Providing culturally competent care goes beyond just facilitating closer and more personal relationships with your patients. It also means understanding cultural differences and being more accommodating to how they prefer to interact with health care professionals. For example, if you have hispanic patients, having a pharmacist who speaks Spanish is an obvious way to make them feel welcome and communicate effectively. Even if you don’t though, being aware of cultural differences like treating older hispanic patients more formally or that they might prefer shorter distances in communicating as many of their cultures prefer interacting in closer proximities can help cross cultural barriers.

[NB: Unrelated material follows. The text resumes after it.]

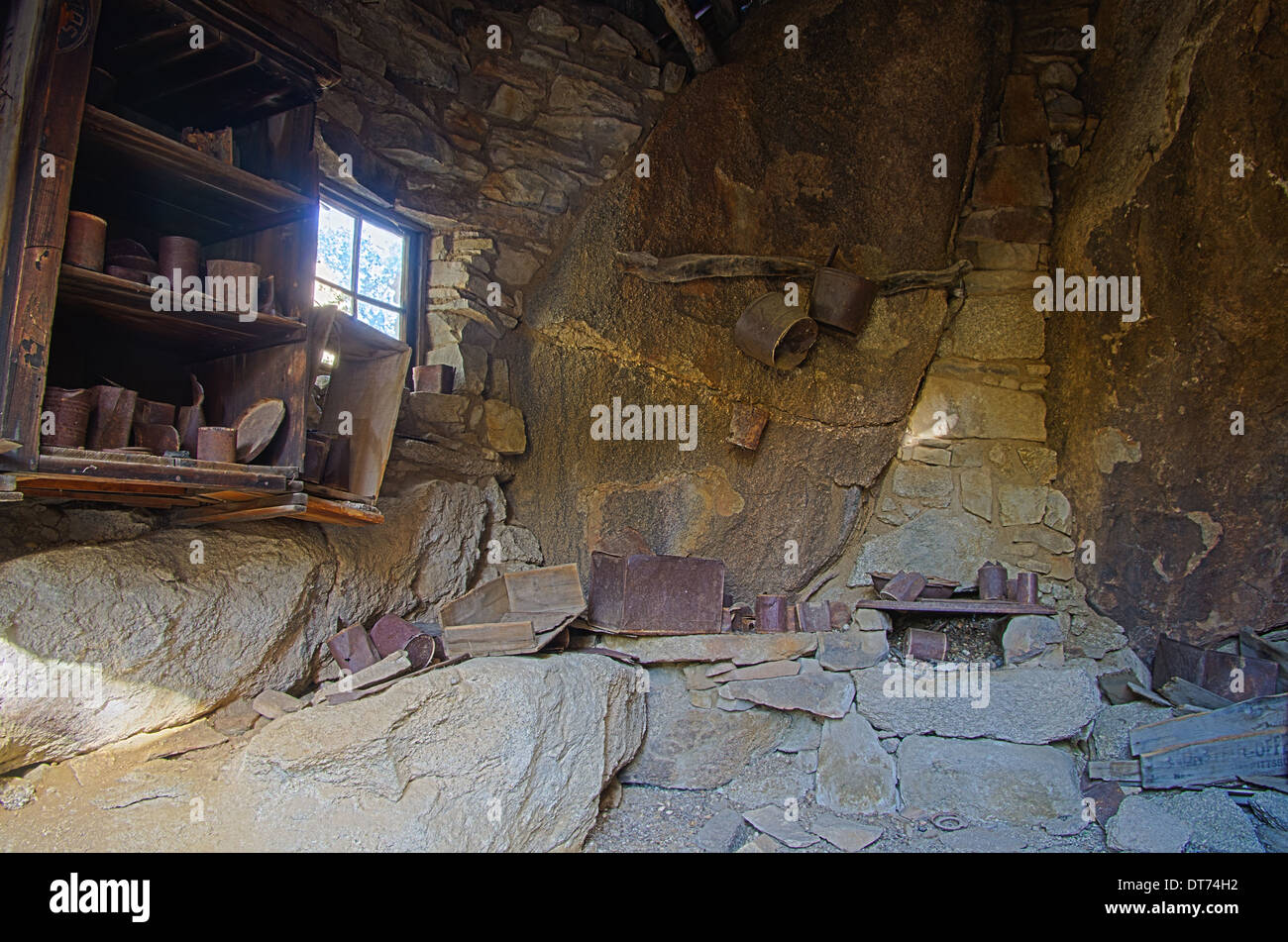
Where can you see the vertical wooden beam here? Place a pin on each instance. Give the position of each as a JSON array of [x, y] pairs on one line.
[[691, 34], [39, 216]]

Another barrier to providing care in a diverse community is access for patients. In some communities transportation and limited hours can be a real problem, and setting up a delivery service can both increase your business as well as serve people with limited transportation or mobility.
The real key that guides all attempts to provide more culturally competent care is a true desire to seek out and understand those whose experiences and values are different than our own. By showing your willingness to meet people on their own terms and learn about their mindsets, you can not only help serve higher risk communities and better health outcomes, you can also increase your customer base and bottom lines at the same time.